En su viaje siempre se encuentra con compatriotas chinos, y es que la emigración oriental no es cosa de ahora, sino que viene produciéndose desde hace más de un siglo, y la xenofobia desde tiempo inmemorial. Los blancos quedamos a su lado como necios, sucios, salvajes, viciosos y borrachos, con pocas excepciones. Por no hablar de los indios.
A veces dan ganas de darle dos tortas por el estoicismo que exhibe ante ciertas injusticias. Pero siempre terminan tocándole las narices más de la cuenta y teniendo que luchar, que es lo que todos estábamos deseando.
Al final se repite la misma obviedad que tan poco tiene que ver con el mundo real: los malos reciben su merecido y los buenos su recompensa.

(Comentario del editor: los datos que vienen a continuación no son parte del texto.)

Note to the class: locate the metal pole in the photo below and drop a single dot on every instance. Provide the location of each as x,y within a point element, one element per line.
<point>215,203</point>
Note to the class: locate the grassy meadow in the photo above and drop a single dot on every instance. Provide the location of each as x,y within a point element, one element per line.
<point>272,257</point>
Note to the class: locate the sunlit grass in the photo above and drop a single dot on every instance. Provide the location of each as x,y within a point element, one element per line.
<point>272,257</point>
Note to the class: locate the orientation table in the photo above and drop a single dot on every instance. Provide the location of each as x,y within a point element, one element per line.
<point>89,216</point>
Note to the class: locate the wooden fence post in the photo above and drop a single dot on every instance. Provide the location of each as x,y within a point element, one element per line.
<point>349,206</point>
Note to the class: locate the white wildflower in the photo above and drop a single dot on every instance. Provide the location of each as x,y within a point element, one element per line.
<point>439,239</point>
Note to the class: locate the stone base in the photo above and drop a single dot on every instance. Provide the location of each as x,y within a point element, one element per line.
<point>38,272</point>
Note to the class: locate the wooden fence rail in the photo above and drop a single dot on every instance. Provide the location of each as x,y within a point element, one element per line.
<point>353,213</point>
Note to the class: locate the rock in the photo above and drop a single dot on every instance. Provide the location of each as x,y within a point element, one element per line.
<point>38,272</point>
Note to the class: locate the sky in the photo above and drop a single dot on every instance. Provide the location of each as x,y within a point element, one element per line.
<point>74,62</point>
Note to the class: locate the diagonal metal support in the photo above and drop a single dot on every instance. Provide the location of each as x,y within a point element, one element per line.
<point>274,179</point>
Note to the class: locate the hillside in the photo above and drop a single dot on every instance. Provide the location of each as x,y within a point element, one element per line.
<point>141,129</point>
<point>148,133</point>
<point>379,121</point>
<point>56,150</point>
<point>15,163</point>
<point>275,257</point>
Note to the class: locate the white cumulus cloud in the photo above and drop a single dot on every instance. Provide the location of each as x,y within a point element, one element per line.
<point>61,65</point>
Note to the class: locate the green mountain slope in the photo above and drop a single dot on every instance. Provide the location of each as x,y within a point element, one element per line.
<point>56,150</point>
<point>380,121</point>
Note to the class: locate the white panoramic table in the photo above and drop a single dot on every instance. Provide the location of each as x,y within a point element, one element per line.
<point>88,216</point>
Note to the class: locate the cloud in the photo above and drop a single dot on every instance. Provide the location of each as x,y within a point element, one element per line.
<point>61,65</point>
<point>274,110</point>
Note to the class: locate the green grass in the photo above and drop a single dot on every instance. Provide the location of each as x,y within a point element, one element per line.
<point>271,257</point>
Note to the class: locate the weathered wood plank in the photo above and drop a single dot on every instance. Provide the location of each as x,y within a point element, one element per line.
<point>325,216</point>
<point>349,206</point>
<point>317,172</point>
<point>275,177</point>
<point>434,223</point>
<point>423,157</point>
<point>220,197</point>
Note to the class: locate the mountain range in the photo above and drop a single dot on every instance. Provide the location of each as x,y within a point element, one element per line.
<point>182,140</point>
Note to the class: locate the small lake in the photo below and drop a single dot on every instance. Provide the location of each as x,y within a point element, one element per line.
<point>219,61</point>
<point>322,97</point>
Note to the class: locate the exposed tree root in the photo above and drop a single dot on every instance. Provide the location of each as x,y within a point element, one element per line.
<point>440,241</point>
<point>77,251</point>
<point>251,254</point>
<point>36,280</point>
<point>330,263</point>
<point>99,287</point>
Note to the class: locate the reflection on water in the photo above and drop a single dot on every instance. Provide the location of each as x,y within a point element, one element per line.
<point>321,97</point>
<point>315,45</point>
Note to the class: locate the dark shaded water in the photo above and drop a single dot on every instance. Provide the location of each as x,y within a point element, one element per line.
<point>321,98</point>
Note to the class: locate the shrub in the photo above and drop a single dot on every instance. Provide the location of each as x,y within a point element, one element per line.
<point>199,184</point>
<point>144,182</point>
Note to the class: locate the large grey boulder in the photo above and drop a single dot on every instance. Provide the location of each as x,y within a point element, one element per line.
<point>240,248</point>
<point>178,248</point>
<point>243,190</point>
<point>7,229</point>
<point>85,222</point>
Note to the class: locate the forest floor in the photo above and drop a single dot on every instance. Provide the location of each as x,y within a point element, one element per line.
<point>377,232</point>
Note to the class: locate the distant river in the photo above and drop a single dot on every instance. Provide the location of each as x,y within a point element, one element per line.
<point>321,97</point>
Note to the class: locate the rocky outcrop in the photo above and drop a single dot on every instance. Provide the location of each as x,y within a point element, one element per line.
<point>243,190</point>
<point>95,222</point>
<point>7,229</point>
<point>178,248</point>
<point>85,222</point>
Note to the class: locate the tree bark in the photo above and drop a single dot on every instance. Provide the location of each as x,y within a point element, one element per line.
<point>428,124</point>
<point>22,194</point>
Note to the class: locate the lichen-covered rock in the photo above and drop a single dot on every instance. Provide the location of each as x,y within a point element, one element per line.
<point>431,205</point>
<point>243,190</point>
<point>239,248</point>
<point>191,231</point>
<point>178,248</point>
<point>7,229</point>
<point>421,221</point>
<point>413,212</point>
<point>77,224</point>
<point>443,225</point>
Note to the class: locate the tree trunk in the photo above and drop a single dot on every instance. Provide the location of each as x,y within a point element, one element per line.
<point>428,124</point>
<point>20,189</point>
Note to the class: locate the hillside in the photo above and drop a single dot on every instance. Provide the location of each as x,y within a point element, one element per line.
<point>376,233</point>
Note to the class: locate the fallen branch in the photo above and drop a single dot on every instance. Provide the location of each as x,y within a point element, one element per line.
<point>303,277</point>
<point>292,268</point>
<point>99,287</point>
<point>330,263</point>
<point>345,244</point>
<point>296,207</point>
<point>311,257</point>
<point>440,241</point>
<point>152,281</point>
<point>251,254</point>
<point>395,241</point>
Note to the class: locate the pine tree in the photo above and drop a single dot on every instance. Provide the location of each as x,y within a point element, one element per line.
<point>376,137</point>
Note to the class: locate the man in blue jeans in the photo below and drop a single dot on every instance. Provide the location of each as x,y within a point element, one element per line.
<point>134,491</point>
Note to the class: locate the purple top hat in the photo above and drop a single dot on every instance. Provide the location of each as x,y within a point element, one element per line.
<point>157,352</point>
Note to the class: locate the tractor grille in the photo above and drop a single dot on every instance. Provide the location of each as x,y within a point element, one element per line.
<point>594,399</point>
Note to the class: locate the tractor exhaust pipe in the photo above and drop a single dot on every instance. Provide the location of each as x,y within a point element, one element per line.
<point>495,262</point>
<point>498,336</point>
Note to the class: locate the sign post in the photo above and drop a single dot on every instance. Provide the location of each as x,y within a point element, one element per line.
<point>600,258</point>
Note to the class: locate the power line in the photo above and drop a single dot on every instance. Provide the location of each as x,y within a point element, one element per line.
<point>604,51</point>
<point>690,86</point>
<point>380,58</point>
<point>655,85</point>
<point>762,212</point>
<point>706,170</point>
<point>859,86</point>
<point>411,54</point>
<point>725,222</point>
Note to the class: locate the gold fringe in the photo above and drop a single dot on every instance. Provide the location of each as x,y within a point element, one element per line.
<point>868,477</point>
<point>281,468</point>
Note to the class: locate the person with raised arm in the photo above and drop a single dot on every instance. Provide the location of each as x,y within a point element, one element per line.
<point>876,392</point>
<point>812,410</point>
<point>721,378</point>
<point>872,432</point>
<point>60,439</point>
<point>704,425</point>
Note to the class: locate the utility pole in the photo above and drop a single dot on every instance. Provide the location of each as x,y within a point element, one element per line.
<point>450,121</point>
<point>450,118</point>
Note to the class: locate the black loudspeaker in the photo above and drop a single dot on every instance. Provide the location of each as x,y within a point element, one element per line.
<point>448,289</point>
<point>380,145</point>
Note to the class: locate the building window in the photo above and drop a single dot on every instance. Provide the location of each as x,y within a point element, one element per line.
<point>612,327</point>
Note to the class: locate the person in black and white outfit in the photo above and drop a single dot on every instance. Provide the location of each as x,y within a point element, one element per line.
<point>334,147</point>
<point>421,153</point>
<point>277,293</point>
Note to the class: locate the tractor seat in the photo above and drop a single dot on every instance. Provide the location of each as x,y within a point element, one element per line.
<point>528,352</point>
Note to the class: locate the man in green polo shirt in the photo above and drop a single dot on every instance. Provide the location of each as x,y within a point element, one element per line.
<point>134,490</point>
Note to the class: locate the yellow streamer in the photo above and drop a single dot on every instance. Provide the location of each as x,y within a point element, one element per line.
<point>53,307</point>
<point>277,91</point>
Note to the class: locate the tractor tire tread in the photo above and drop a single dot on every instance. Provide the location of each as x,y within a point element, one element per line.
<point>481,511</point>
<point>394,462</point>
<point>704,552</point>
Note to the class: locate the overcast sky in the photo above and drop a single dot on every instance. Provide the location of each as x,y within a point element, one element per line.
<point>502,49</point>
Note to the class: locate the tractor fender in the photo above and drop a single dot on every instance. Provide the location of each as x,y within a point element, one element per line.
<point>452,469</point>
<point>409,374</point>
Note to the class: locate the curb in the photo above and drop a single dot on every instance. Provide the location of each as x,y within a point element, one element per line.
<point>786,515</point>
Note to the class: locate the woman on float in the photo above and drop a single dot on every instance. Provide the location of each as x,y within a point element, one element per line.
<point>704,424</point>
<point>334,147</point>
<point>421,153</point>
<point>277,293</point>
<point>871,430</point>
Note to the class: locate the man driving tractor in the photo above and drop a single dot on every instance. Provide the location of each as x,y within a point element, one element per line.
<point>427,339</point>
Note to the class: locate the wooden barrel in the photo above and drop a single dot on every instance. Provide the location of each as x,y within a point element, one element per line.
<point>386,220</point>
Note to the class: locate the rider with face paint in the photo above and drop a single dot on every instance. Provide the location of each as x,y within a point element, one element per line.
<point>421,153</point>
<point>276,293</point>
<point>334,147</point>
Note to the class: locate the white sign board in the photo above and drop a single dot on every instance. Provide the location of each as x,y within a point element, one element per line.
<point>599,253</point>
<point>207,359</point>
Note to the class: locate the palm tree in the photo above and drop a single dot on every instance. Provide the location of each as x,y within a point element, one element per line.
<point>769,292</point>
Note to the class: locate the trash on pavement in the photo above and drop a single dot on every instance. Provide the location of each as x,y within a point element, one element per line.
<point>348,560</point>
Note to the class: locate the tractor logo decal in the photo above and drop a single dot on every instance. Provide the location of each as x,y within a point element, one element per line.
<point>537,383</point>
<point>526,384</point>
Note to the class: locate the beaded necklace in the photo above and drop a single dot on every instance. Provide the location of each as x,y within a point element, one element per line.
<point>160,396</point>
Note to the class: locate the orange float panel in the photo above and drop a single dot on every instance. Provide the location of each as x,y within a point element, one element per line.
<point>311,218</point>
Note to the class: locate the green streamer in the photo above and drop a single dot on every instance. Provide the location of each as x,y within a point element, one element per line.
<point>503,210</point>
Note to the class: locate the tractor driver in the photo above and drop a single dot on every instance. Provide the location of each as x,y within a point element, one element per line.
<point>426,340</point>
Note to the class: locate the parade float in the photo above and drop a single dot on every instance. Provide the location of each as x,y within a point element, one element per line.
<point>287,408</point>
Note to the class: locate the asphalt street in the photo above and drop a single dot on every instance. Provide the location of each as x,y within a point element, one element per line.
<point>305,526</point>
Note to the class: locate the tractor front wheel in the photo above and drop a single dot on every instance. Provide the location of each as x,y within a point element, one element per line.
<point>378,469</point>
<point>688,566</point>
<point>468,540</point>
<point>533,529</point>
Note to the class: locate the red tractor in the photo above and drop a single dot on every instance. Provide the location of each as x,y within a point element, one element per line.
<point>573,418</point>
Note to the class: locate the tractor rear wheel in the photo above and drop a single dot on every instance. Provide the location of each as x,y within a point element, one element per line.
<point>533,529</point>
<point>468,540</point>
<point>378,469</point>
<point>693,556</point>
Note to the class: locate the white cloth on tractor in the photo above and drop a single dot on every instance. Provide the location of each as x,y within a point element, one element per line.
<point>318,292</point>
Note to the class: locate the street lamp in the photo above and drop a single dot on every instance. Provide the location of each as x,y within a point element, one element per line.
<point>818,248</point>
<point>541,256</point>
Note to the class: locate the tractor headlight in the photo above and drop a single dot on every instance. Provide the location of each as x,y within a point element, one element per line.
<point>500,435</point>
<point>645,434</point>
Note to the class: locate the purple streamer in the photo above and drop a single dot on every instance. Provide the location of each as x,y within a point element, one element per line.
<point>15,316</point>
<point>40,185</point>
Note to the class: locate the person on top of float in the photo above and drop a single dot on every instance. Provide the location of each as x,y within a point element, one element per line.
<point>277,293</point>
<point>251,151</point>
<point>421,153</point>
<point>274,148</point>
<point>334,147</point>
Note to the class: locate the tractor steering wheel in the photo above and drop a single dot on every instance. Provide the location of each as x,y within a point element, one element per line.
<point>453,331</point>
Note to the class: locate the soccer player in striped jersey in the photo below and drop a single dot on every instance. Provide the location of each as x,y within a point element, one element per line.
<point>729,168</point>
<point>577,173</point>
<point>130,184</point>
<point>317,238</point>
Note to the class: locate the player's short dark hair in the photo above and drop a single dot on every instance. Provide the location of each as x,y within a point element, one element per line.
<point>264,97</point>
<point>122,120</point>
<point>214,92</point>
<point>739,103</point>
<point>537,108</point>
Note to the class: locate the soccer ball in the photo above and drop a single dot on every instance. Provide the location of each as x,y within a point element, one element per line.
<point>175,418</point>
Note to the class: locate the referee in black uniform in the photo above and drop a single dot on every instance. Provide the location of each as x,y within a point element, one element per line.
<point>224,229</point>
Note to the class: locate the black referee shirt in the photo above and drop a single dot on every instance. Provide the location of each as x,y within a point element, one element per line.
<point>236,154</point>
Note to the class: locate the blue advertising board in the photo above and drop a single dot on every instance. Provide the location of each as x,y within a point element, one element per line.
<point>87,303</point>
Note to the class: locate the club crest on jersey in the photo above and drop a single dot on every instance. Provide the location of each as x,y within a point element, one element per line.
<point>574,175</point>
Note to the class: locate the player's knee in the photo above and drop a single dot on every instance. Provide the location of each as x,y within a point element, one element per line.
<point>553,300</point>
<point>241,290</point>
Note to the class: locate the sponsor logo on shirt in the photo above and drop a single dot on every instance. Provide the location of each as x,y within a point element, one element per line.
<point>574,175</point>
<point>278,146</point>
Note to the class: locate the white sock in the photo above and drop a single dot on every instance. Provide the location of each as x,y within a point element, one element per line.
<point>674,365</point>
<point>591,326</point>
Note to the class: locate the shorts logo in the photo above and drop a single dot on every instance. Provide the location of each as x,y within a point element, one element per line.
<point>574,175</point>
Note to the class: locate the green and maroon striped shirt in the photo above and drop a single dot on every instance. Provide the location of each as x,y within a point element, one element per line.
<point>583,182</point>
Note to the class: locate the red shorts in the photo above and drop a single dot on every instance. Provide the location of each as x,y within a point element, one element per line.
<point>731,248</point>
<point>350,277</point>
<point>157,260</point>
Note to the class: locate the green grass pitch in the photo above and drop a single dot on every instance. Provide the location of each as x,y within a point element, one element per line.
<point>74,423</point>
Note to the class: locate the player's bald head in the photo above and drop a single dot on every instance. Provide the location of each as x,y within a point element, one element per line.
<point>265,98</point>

Muchas enseñanzas se extraen de sus recuerdos y sus palabras: lo poco que se necesita, por ejemplo, para ser feliz, pues un mundo interior rico es fuente inagotable de satisfacciones, y que en las cosas más sencillas se pueden hallar los más grandes placeres. Es bien cierto que es más dichoso no el que más tiene sino el que menos necesita. O también que escuchar es aprender, escuchar a todo el mundo porque aunque a veces no lo parezca todo el mundo tiene algo nuevo que aportar.
Todos querríamos vencer los obstáculos que nos surgen en la vida haciendo sólo uso de la fuerza de nuestro espíritu, si bien unas cuantas clases de kung-fu no vendrían mal para estar a la altura de las circunstancias. Es evidente que sólo desarrollamos una pequeña parte de las capacidades que tenemos: la destreza de poder caminar sin ser oído, poder escuchar los sonidos de la Naturaleza con los ojos cerrados y aún así distinguirlos.
Comprensión de las debilidades humanas, meditación, búsqueda del propio yo, encontrar dentro de nosotros mismos todas las riquezas que tenemos, muchas de las cuales ni siquiera conocemos, riquezas que no tienen comparación con las de orden material, que son superficiales y efímeras.
Es curioso el temor que despierta, ya que para ser un hombre tan bueno y pacífico no deja de repartir leña a diestro y siniestro.
Sin embargo la humildad y sencillez que muestra en todo momento es gratificante, y más hoy en día que vivimos en un mundo de creciente artificialidad.
De todas las cosas que se escuchan en esta historia, la más significativa para mí es la que se refiere a la inocencia, en cuanto representa de todo lo que podemos llegar a perder a lo largo de la vida la única que no se recupera ya nunca, y que el amor a la verdad es un firme valor que fundamenta a todos los demás.
Porque si por pequeño saltamontes se puede entender todos los que están aprendiendo y se encuentran aún indefensos ante las cosas de la vida, entonces todos no dejaremos de ser siempre un poco pequeños saltamontes.